La privatisation des rites funéraires va de pair avec la façon contemporaine de vivre et d'exprimer
le deuil où la subjectivité de l'individu est soumise aux normes professionnelles de la gestion du
deuil. La symbolique de la mort en tant que mystère, lié à la convivialité des vivants et des morts,
disparaît au profit d'une approche technique de régulation des relations interpersonnelles lors d'un
deuil:

«le deuil* est aujourd'hui vécu comme une épreuve psychologique nécessitant un soutien
professionnel. Bien vivre son deuil signifie désormais suivre les étapes définies méthodiquement
par des spécialistes dictant la marche à suivre pour «gérer» adéquatement le trop-plein de
souffrance et d'émotions. Faire son deuil est ainsi conçu comme une façon de se détacher
subjectivement du proche qui est décédé. Cet impératif de détachement fait fi, selon Patrick Baudry
et Henri-Pierre Jeudy, du fait que les défunts continuent d'exister pour ceux qui les ont connus,
qu'ils occupent une place fondamentale dans l'ordonnancement des règles de filiation.
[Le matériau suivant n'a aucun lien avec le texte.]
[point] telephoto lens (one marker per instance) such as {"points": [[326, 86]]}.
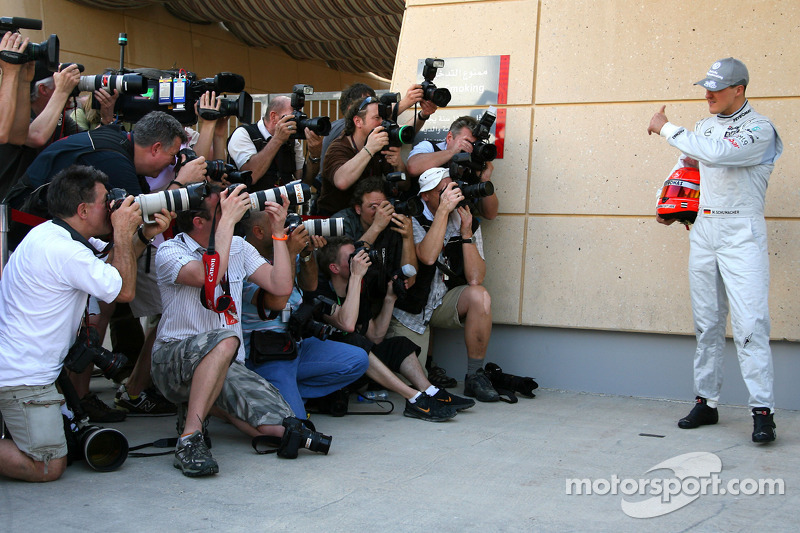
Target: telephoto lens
{"points": [[126, 83], [182, 199], [296, 192]]}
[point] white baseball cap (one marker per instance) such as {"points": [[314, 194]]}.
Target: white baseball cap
{"points": [[431, 178]]}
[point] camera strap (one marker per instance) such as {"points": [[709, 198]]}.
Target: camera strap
{"points": [[223, 305]]}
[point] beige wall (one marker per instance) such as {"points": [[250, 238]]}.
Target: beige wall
{"points": [[159, 40], [576, 244]]}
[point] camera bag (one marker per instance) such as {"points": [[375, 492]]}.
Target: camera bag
{"points": [[266, 346]]}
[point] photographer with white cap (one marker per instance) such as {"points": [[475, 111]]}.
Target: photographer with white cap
{"points": [[448, 291]]}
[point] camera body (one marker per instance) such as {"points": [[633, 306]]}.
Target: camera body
{"points": [[411, 206], [176, 92], [216, 169], [306, 320], [298, 435], [398, 135], [87, 349], [325, 227], [318, 125], [46, 51], [440, 97]]}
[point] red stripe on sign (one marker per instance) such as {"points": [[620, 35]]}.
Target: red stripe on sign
{"points": [[26, 218], [502, 82], [500, 132]]}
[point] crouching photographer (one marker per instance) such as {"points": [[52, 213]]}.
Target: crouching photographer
{"points": [[43, 297], [343, 269], [468, 156], [302, 364]]}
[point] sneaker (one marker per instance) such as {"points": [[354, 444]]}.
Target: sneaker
{"points": [[459, 403], [439, 378], [426, 408], [99, 411], [478, 386], [763, 425], [193, 458], [700, 415], [180, 423], [149, 403]]}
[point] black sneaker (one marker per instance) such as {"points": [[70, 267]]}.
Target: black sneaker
{"points": [[149, 403], [193, 458], [99, 411], [439, 378], [700, 415], [426, 408], [763, 425], [452, 400], [478, 386], [180, 423]]}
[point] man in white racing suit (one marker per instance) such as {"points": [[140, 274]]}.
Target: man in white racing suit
{"points": [[735, 151]]}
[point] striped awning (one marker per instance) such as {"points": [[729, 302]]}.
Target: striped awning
{"points": [[349, 35]]}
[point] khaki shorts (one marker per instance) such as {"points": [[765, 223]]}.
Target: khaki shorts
{"points": [[33, 417], [444, 316], [244, 394]]}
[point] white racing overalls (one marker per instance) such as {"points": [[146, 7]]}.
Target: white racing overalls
{"points": [[728, 261]]}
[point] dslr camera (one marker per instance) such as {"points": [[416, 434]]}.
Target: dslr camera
{"points": [[440, 97], [46, 51], [326, 227], [306, 320], [319, 125], [182, 199], [216, 169], [482, 150], [387, 109], [298, 435], [410, 207], [88, 349]]}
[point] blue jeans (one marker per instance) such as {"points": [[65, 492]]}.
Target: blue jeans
{"points": [[320, 368]]}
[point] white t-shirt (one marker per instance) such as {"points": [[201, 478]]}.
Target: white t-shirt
{"points": [[241, 147], [43, 295], [184, 315]]}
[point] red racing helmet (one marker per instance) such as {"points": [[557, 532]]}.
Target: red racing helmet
{"points": [[680, 196]]}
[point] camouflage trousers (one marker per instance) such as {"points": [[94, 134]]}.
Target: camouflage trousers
{"points": [[245, 394]]}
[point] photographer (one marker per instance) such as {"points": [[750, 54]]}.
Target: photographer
{"points": [[448, 291], [43, 297], [125, 157], [198, 354], [360, 153], [42, 96], [373, 219], [318, 367], [9, 84], [426, 155], [267, 150], [358, 91], [342, 273]]}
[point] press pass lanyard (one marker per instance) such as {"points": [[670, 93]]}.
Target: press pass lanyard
{"points": [[224, 304]]}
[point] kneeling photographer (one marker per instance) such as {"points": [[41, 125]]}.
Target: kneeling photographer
{"points": [[43, 298], [300, 368], [466, 152], [343, 268]]}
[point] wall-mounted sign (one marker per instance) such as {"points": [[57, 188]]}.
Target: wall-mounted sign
{"points": [[474, 82]]}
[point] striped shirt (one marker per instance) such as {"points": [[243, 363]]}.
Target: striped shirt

Selon eux,
"gérer techniquement le deuil sur un versant relationnel et comportemental, ce n'est pas seulement
apporter de l'aide, mais dissuader. C'est montrer, souffrance à l'appui, que l'on a tort de s'enferrer
dans des fabulations générationnelles et des principes fictionnels (3)" . Autrement dit, la
psychologisation du deuil procède d'une désymbolisation qui ramène la mort à une simple fin de
vie.»

Un phénomène encore plus aliénant est la construction psychologique du deuil qui dérive vers sa
mise en scène pathologique:

«Dans un contexte de désocialisation de la mort, l'arrêt d'une vie ne doit en aucun cas entraver la
productivité sociale des individus. Ainsi, comme le rappelle Jean-Hugues Déchaux: "Passé
quelques semaines, on attend des endeuillés qu'ils reprennent leur vie normale (4)." Déterminées
sur la base de critères scientifiques précis, les étapes «normales» du deuil tendent à rétrécir au fur
et à mesure que sa médicalisation se généralise. Ainsi, le DSM-IV (guide officiel servant à
diagnostiquer les troubles psychiatriques) note que, dans le cas du deuil, "le diagnostic d'état
dépressif majeur n'est généralement pas attribué, sauf si les symptômes sont encore
présents deux mois après la perte (5). Considéré comme pathologique après une période de
soixante jours, le deuil s'apparente donc, selon les experts, à un état dépressif devant être traité et
médicamenté. La personne endeuillée se voit alors renvoyée à sa souffrance subjective comme à
une situation anormale et asociale. Cette pathologisation du deuil n'est finalement que la poursuite
chez ses proches, de "l'état d'exception' que l'on accorde désormais au mourant (6).»

Notes
1. Jean-Hugues Déchaux, ««Neutraliser l'effroi. Vers un nouveau régime du deuil» dans F.
Lenoir et J.- P. Tonnac (dir.), La Mort et l'Immortalité, Bayard, 2004, p. 1166.
2. Ibid.
3. P. Baudry et H.-P. Jeudy, Le Deuil impossible, p. 29.
4. J.-H., Déchaux, op. cit., p. 1155,
5. M. L. Bourgeois, «Études sur le deuil. Méthodes qualitatives et méthodes
quantitatives», Annales médico-psychologiques, revue psychiatrique, 164, n° 4, juin 2006, p. 278-
291.
6. R. W. Higgns, «Le sujet mourant. La mort en état d'exception» dans La mort et l'Immortalité, op.